PS: I just noticed that Costco has a couple of interesting sets. Cuisinart 12-pc (6 + lids) for $200 and Cooks Standard 10-pc (generic?) for $130. They include 8 qt stock pots, two sauce pans, and skillets. If you're brand agnostic this might be your deal. Attractive prices. If they have a satisfaction guarantee it might be worth a shot.


----------



## bluewolf (Jul 18, 2015)

Hey Kyle,

Well the best deal going on at the moment for quality SS cookware is @zwillingonline.com  They have some sweet buys on the Sensation line. Demeyere of Belgium makes the Sensation and it's sister line Industry. 5 ply fully clad with thick conductive aluminum layer for even heating. Demeyere IMO is much better all around cookware than All Clad. Demeyere also makes the $$$ Atlantis, John Pawson and the Proline skillet. BTW Although more expensive the  Proline does outperform the Sensation/Industry a little heating wise, but it is heavy making it a little clunky feeling on the stovetop.

I went all in on the Sensation and now have a very complete set that I am absolutely  thrilled with. That sale at Zwilling has been going on for awhile so I don't know how long those prices will be up there for, but we are talking over 50% of of MSRP!. I had some Sensation pieces before and added on with this sale. Wish I had waited cause would of got a better deal with these prices. The sets are a particularly good deal. Well thought out with no throw in pieces that you don't want. Seriously! thats almost unheard of in a set.
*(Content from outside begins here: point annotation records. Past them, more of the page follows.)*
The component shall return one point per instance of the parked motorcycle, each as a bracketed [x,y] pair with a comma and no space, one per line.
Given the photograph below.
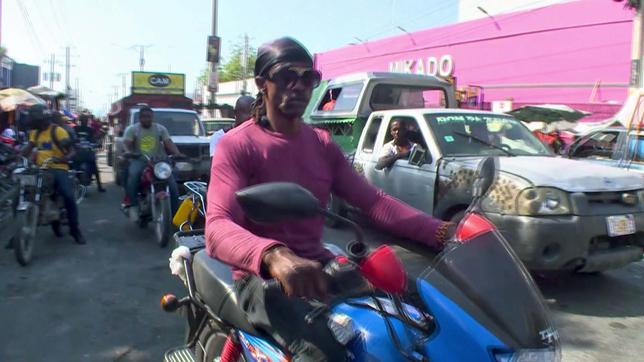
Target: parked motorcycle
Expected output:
[38,204]
[475,302]
[154,197]
[84,161]
[191,213]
The mfg.'s almost always push something on you that you don't want in a set.  I would usually advise against a set except in this case. All good sizes/shapes no repetition.

Yeah other than that I like the disc bottom SS commercial lines from Sitram of France. which offers the Profeserie or Catering lines. Catering has copper disc but no go on Induction. Still great though. I also like the disc bottom Paderno World Cuisine Grand Gourmet/Volrath Centurion. made in Italy. Great feature on GG/Centurion is the double steel reinforced rim. Handles are good also comfortable stay cool tubular. Only thing with disc bottom cookware is if the diameter of pan is not wide enough flame hobs can scorch on the sides. I wouldn't go Disc bottom on a frypan or small to medium saucier. Better to go clad up the sides on a skillet basically. Straight sided pans are fine being disc bottom and I have a larger Volrath Centurion 26cm 4.3 qt rounded saute that performs well even with no cladding up the sides. BTW Paderno GG/Volrath Centurion tend to have more depth and less diameter for their capacity. I wouldn't go under 8" diameter if you have a gas hob, because flames could lick up the sides around the disc and scorch.
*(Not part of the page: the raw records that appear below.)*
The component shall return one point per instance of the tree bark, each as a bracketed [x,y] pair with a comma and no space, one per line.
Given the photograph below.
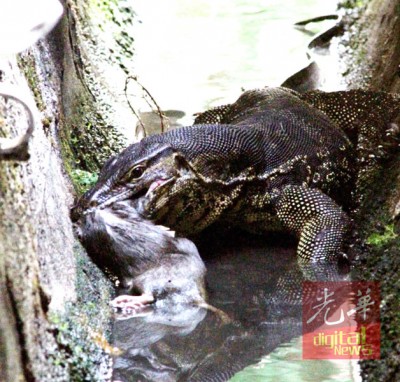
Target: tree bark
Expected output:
[54,302]
[372,56]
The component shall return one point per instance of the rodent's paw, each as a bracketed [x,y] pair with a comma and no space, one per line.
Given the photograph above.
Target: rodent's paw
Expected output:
[126,306]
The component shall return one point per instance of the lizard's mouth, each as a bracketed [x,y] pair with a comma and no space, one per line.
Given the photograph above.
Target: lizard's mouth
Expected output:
[156,186]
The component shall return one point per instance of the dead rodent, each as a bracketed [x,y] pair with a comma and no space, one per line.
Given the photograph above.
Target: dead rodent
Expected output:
[147,259]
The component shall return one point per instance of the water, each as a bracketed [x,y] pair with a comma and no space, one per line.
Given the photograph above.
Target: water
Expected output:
[192,55]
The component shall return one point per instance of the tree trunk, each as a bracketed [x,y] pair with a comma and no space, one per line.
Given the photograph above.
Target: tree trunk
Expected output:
[372,55]
[53,306]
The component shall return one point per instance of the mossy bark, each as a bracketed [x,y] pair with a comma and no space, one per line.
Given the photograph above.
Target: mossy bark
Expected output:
[372,55]
[54,302]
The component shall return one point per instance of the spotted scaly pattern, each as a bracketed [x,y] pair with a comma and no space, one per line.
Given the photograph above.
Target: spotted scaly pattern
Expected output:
[272,158]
Remember that cookware is a durable good purchase and will last along time. I wanted to be happy with whats taking up space in my kitchen so I invested in quality. The  build quality will be better 0n Euro Mfg. cookware and standards of European factories is going to be much higher than anything made overseas.

Oh one more thing, a great common feature that just happens to be on the cookware lines I mentioned, is that the handles are all welded on, no rivets! So food doesn't get stuck on inside. I particularly like the welded rivetless design of the Sensation/Industry handles, very nice and the same design as the more expensive Proline/Atlantis/Pawson


----------



## kbuser92 (Jul 21, 2015)

Thank you. Those are a bit above my price range, but I may make an exception because of the sale price, it would almost be dumb to forgo an offer like that. I've still not made a choice, though, they all look very nice.


----------



## bluewolf (Jul 18, 2015)

You could go for the 7 piece set at $350 and just add the 11" skillett. That's pretty serviceable. You can also find say a 10-12 quart stockpot elsewhere. Sitram Profeserie is good. Still going to be around $100 for a decent Stockpot from Sitram or Paderno GG/ Vollrath Centurion. You don't really need a clad stockpot, but the Sensation 8 qt was a great deal so I went for one.
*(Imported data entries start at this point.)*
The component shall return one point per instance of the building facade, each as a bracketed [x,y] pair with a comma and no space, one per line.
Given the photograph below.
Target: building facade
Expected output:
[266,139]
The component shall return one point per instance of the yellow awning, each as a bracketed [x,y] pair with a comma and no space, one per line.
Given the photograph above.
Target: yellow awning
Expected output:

On the Sitram Profeserie 11 quart stockpot. Brookstone has them and they often have sale specials going where you could get a better deal. I went to the Brookstone website and the size wasn't listed, but on amazon Brookstone is selling them so looks like they have um somwhere there at Brookstone.
[product="27600"]Sitram Profiserie Stockpot 11 1 Quart [/product]


----------



## kbuser92 (Jul 21, 2015)

I have a 12 qt already, I may look for a larger (32-40 qt) pot for crawfish, but probably not until next summer. And the Asian market has some that size anyways. Thank you.


----------



## nicko (Oct 5, 2001)

I agree with @BlueWolf Sitram is a great brand for the money I own a pot and it is still in great shape after many years.


----------



## krys (Aug 2, 2015)

I have had my LeCreust (hate auto correct) for 33 years. I also have some commercial SS pans. What I don't have is any non-stick Teflon pans. My CI and LeCreust are non-stick. When my mom bought the pans for me, she said they would last my lifetime. She was right.


----------